Generative AI is the most transformative technology since the Internet, revolutionizing the way we create and interact with information. For developers, this raises new questions: from the practical “How do I build AI-powered apps with Large Language Models (LLMs)?” to the deeper, “How will generative AI change the nature of applications?” We explore these two questions in this blog post.
How do I build AI-powered apps with LLMs?
Let’s start with the first question, “How do I build apps with LLMs?” and explore three options that are commonly considered:
- Train your own model
- Customize an open-source model
- Use existing models through APIs
Train your own model
Training your own model gives you full control over the data your model learns from. For example, you may train a model on data specific to your industry.

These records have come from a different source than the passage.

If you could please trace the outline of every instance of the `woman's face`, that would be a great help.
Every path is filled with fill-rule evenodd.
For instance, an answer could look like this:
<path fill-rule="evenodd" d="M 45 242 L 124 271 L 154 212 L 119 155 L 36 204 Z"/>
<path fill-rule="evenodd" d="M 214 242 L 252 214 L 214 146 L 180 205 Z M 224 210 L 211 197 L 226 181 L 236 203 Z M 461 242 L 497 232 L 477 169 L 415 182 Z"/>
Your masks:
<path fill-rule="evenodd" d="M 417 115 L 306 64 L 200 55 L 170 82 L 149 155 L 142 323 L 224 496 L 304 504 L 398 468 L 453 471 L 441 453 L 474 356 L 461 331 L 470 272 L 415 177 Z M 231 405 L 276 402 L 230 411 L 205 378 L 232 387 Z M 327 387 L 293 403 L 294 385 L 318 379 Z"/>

A model trained on domain-specific data will generally be more accurate than a general-purpose model for use cases centered around that domain. While training your own model offers more control and accuracy, it may not always be the best approach. Here are a few things to consider:
- Time and Resources: Training your own LLM from scratch can take weeks or even months. As a point of reference, even though your model is likely to be much smaller, the GPT-3 model from OpenAI took 1.5 million GPU hours to train.
- Expertise: To train your model, you will also need a team of specialized Machine Learning (ML) and Natural Language Processing (NLP) engineers.

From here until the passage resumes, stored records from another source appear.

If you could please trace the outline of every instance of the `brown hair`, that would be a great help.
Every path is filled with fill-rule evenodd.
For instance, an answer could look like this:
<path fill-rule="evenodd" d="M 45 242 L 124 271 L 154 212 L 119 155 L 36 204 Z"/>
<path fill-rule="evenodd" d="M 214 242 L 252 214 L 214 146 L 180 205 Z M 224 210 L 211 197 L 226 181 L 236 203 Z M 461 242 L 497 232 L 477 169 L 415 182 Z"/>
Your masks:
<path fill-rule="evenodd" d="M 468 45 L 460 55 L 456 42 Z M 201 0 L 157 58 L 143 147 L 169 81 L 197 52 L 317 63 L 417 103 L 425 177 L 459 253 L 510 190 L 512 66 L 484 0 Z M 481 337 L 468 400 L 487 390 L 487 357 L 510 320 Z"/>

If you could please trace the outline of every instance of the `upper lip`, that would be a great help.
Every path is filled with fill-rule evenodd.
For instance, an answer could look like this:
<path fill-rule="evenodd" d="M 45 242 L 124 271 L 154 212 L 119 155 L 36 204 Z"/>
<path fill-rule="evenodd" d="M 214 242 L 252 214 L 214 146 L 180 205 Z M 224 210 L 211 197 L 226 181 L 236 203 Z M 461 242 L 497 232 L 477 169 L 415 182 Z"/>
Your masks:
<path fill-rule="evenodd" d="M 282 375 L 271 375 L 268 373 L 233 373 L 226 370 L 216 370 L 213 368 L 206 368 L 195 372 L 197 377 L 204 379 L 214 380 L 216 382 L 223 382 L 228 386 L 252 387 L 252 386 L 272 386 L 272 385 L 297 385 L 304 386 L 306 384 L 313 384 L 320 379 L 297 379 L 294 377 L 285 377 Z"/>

- Data Security: The power of LLMs makes it tempting to create models that learn from all your data, but this is not always the right thing to do from a data security standpoint. There can be tension between the way LLMs learn and the way data security policies are implemented at your company. LLMs learn from large amounts of data. The more data the better! However, with field-level security (FLS) and strict permissions, corporate data security policies are often based on the principle of least privilege: users should only have access to the data they need to do their specific job. The less data the better! A model trained on all available customer data and made available to everyone at your company may therefore not be a good idea and breach your company’s data security policies. However, a model trained on product specifications and past support ticket resolutions can help agents resolve new tickets without compromising data security.
Customize an open-source model
Customizing an open-source model typically takes less time and is less costly than training your own model from scratch. However, you still need a team of specialized Machine Learning (ML) and Natural Language Processing (NLP) engineers. Depending on the use case, you may also still experience the data security tension described above.

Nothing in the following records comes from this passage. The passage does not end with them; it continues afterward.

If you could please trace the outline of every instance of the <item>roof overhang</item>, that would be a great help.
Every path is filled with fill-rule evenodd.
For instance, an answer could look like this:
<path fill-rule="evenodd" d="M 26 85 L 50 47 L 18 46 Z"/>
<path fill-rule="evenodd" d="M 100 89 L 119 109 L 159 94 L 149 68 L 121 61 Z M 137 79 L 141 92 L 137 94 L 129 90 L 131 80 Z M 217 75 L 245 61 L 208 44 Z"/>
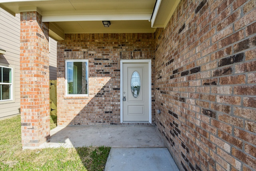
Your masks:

Use existing models through APIs
Using existing models through APIs is the easiest way to build applications with LLMs. This is also the most commonly used option at the moment. However, these models have not been trained on your own contextual or private company data and the output they produce may therefore be too generic to be useful.
In this blog post, we explore different techniques to add contextual or private company data through the prompt. Because the prompt is created dynamically on behalf of the user, it only includes data the user has access to, addressing the data security tension described above. You may be concerned about passing private data to a third-party API, but there are techniques to address that concern, and we describe them in this blog post as well.
Building AI-powered apps using existing models through APIs
Basic API call
Major model providers like OpenAPI, Anthropic, Google, Hugging Face, and Cohere offer APIs to work with their models. In the most basic implementation, your application captures a prompt from the user, passes it as part of the API call, and displays the generated output to the user.
For example, here is what the API call may look like using the OpenAI API:
This option may work for simple use cases that only require a general output based on general knowledge. For example, “Write a haiku about winter” or “Write a sample SQL statement with an outer join.” But if you need an answer that is tailored to your own contextual or private company data, the generated output is likely to be too generic to be useful.
For example, let’s say a user enters the following prompt:
Write an introduction email to the Acme CEO.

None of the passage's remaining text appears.